You might be wondering why this is appearing on a blog devoted to exploring controversial issues in preventing infections in hospitals. As a hospital epidemiologist in a safety net hospital, I have always struggled with this big issue of distributive justice: as we continously pour more energy and resources into perfecting inpatient medical care, more of our people are losing access to care. Unfortunately, our public health metrics reflect this abysmal reality. As a society we have decided that it's more important to provide perfect inpatient medical care to a stroke patient than to ensure access to basic primary care and treatment of her hypertension that would have averted the stroke, a paradox that I will never understand.
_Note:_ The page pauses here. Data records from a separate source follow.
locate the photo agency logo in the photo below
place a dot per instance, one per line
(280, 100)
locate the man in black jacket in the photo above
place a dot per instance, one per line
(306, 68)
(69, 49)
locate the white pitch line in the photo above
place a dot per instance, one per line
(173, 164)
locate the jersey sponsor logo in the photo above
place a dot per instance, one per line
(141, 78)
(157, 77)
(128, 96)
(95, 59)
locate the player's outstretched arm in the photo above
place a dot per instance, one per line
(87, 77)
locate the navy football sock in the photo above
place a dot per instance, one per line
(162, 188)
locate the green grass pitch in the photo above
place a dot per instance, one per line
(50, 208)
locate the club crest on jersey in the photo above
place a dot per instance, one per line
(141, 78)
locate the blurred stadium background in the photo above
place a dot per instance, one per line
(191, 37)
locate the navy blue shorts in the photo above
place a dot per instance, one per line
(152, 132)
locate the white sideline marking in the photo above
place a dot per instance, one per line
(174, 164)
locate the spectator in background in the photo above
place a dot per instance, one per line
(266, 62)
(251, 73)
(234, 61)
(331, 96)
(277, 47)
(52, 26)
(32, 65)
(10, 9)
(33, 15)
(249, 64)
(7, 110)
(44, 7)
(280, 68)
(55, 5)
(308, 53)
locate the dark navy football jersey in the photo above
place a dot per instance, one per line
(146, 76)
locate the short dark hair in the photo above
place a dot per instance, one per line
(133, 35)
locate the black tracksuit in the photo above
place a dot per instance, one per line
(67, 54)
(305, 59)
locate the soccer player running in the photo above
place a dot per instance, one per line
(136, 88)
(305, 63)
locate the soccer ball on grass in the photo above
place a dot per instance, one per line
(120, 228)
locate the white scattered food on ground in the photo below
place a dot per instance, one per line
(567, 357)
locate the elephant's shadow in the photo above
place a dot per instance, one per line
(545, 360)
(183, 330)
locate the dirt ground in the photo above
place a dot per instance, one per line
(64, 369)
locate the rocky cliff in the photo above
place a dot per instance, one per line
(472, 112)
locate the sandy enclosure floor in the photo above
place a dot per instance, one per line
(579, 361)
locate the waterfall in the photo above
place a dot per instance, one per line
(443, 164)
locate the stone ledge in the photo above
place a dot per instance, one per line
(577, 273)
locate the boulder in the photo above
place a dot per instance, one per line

Wouldn't it be refreshing if a JCAHO surveyor asked what your hospital is doing to care for the uninsured? In my wildest dreams, there's a National Patient Safety Goal that addresses how well a hospital provides evidence-based primary care to medically indigent patients. Maybe someday. For now, JCAHO has its hands full trying to eliminate unapproved abbreviations.

Comments

  1. Infant mortality and life expectancy are repeatedly cited as indicators of healthcare quality, but in reality these are very poor indicators that are subject to great statistical bias.
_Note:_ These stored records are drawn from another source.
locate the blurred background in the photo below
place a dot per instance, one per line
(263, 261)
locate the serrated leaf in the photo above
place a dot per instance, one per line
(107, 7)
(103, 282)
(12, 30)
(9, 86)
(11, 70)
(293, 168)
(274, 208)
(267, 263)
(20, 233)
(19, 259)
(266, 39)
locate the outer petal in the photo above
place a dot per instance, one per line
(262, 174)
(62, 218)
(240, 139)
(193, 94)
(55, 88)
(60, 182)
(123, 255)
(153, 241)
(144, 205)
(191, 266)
    The US counts every live birth regardless of life expectancy. Many socialized systems (Germany, Canada) do not count infants under 500 grams, or with a life expectancy < 1 day in their live birth statistics. US infant mortality is on par with Norway when adjusted for birth weight.
    Another commonly cited, but fallacious statistic is our life expectancy. The CDC reports that > 75% of the 40,000 deaths/yr in the age group of 10-24 are the result of MVA's, suicide, homicides, and other traumatic injuries. These deaths decrease overall life expectancy, and are totally unrelated to access to healthcare. US affluence has led to an obesity epidemic, smoking, and lack of exercise, which all cause disease, and decrease life expectancy, but are not at all a reflection of the quality of healthcare in the US. This is a cultural issue, not a result of poor access to healthcare. When adjusted for fatal injuries, the US life expectancy is higher than nearly every other industrialized nation.
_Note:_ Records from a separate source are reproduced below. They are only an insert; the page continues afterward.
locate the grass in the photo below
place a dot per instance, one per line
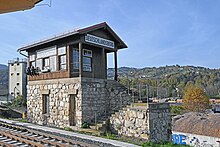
(109, 135)
(168, 144)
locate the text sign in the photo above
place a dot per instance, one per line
(99, 41)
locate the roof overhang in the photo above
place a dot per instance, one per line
(16, 5)
(82, 31)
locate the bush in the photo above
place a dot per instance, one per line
(195, 99)
(19, 101)
(85, 125)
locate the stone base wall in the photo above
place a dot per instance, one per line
(59, 94)
(101, 98)
(96, 99)
(151, 122)
(160, 122)
(131, 122)
(118, 96)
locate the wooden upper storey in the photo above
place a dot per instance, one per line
(16, 5)
(79, 53)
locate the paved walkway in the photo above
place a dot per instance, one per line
(68, 133)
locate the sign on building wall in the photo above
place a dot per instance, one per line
(195, 140)
(99, 41)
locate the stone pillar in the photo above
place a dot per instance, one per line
(116, 64)
(80, 60)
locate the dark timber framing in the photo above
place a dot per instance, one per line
(102, 43)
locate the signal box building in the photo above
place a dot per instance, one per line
(67, 84)
(17, 77)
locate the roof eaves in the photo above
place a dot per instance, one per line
(56, 37)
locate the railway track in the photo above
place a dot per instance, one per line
(17, 136)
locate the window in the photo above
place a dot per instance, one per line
(75, 59)
(46, 59)
(62, 58)
(32, 59)
(46, 63)
(87, 53)
(33, 63)
(87, 60)
(45, 104)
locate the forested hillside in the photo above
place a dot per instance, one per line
(171, 79)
    Socialized government run healthcare systems are abysmal when compared to the US in cancer survival rates. US survival rates are higher than the average in Europe for 13 of 16 types of cancer reported in Lancet Oncology 2007. These figures reflect the care available to all Americans, not just those with private health coverage. Great Britain, known for its 50-year-old government-run, universal health care system, fares worse than the European average, and the US.